Движение нелегальных снабженцев приобрело настолько крупные масштабы, что не мириться с ним и не использовать его было невозможно. Власть же встала в позицию решительной конфронтации. Отвергая крупное социальное явление, государство тем самым стимулировало разрастание другой — по-настоящему опасной — сферы общественной жизни, содействовало катастрофической алкоголизации общества. Война со спекулятивным рынком могла привести к победе лишь при наличии возможностей для этого, а именно — сильного государства. В данном отношении большевистское руководство в первые годы нахождения у власти грубо нарушило важнейший принцип: политика — это искусство возможного.
106

ОБЛИК МЕШОЧНИКОВ
Попытаемся определить формы, виды мешочничества и в связи с этим социальный облик мешочников. Что за люди входили в состав исследуемой крупнейшей социальной группы и какими методами борьбы за выживание они пользовались?
Содержание главных форм мешочничества в конце 1917— в 1918 г. (в основном и в последующие 2—3 года) мало изменилось. В разговорах упоминались «большие» и «маленькие» мешочники, «вольные» и «невольные», говорили даже о «специалистах» и «любителях» — подразумевались представители спекулятивного и потребительского мешочничества. В роли мешочника побывал в изучаемый период почти каждый дееспособный россиянин. Показательно, что среди 200 делегатов проходившей в конце мая—начале июня 1918 г. Первой конференции рабочих и красноармейских депутатов Первого городского района г. Петрограда не оказалось таких, которые «не провозили себе картошки и муки».189
Вместе с тем значение потребительского мешочничества в деле снабжения в целом падало. Соответственно соотношение между формами мешочничества во многом стало другим.190 В результате возрастания трудностей передвижения по стране, а также постоянного усиления борьбы новых властных структур с нелегальным снабжением оно эволюционировало в сторону более жизнеспособного, спекулятивного.
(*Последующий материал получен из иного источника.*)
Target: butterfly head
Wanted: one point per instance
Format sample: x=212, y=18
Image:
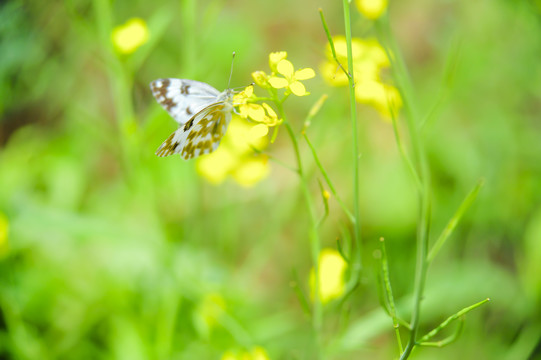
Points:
x=226, y=97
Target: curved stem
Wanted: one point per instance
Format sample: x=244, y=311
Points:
x=353, y=116
x=317, y=311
В отличие от «потребителей» опытные профессиональные нелегальные снабженцы знали, как обойти главную преграду на пути мешочников — так называемые заграды, умели найти общий язык (посредством взяток, связей, рекомендаций, соответствующих документов) с их командирами и бойцами. Уже сам внешний вид «профессионалов» заставлял «заградиловцев» считаться с ними. Они носили добротную одежду, держали себя уверенно. И, как сообщает источник, выглядели «довольно упитанными».191 В сравнении с ними мешочники-потребители смотрелись зачастую заморышами.
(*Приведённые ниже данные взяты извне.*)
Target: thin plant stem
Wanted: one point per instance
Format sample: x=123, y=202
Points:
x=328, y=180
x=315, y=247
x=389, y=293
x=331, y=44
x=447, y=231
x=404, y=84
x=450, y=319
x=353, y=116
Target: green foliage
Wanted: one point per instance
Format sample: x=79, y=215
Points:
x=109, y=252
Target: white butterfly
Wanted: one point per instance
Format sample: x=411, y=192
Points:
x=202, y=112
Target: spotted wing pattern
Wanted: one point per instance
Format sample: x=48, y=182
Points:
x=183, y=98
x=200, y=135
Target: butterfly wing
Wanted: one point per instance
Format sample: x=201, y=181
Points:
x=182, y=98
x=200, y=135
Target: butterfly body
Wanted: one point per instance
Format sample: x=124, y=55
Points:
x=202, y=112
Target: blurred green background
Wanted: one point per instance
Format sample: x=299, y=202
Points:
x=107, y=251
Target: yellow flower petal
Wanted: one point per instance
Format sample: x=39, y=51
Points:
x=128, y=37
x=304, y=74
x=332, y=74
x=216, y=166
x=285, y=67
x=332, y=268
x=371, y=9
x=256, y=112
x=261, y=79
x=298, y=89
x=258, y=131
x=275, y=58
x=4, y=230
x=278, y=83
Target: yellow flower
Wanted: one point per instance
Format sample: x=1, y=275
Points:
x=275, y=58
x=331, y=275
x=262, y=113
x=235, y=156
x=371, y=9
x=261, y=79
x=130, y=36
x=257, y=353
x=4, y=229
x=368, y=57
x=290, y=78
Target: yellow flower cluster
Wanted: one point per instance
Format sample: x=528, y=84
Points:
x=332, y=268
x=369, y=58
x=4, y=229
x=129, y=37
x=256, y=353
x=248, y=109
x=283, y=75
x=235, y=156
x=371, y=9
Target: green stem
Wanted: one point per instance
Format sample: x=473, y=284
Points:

Формально обнаруживается тенденция сближения двух основных форм нелегального снабжения. Различия между ними (одни связывались с рынком, другие — нет) было принципиальным в 1917—первые месяцы 1918 г., когда разрыв между ценами на продукты и заработками не составлял еще громадной величины. Горожане брали с собой заработанные деньги, а также лишние домашние вещи (вроде костюмов и ботинок) и приобретали хлеб в ближайших деревнях. По этому поводу владимирский рабочий И. В. Гусев писал в начале 1918 г.: «Собираем дома последние вещи, едем в дерев
107

ню обменивать их на хлеб».192 Однако вскоре после возвращения домой приходилось думать о новой экспедиции в деревню. По мере углубления пропасти между вольными ценами и зарплатой потребители были вынуждены продавать часть продуктов на рынке и там же закупать необходимые крестьянам вещи. Итак, мешочник-потребитель в 1918 г. формально становился спекулянтом.193 Но различие между в целом потребительским (мелким) и спекулятивным (исключительно крупным) мешочничеством не теряло актуальности и стало более явным: «потребители» доставляли 1—2 мешка, а спекулянты — около 8—10, хотя некоторые отклонения от этих цифр в ту или другую сторону были вполне возможны.
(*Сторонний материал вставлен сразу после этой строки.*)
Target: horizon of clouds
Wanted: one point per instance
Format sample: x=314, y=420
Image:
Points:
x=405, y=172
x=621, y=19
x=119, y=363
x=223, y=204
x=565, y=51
Вместе с тем взаимодействие между этими двумя частями мешочничества представляется и в следующем виде: мешочники начинали свою деятельность с попыток спастись от голода, а затем некоторыми из них — предприимчивыми, удачливыми — овладевала тяга к наращиванию прибыли. Они становились нелегальными частными предпринимателями, иначе — профессиональными мешочниками. Советская служба их не могла удовлетворить; на ней они получали бы на рубеже 1918—1919 гг. ежемесячно по 3—4 тыс. р., а фунт хлеба стоил несколько десятков рублей, мужской костюм — около 30 тыс. р. К тому же деньги стремительно обесценивались: в 1914—1920 гг. рыночные цены на соль выросли в 155 тыс. раз, на сахар — в 42 тыс. раз, на жиры — в 32.5 тыс. раз. Цены на основные виды продуктов в разных регионах стали сильно различаться — иногда на порядок и больше. В 1918 г. в Петрограде они были в 24 раза выше, чем в Саратове; в 15 раз выше, чем в Симбирске. В этих условиях мешочнические поездки становились весьма прибыльным делом. 194
Крупное спекулятивное мешочничество в условиях 1918 г. по существу представляло прогрессивное явление: спекулянты в погоне за прибылью осваивали дальние и недоступные для государственных заготовителей территории; в то же время многочисленные «потребители», не располагавшие средствами для далеких экспедиций, опустошали прямо примыкавшие к голодным регионам сельские местности — в итоге непомерно вздувались цены на продукты. Источники часто указывают на отсутствие хлебных запасов в селах и деревнях Северо-Запада и Центра в результате деятельности «скупщиков», на вызванную этим обстоятельством безумную дороговизну продуктов.195 Все это характеризовало и ситуацию 1917 г., но многократное увеличение численности ходоков в следующем году сделало данную тенденцию во много раз более отчетливой.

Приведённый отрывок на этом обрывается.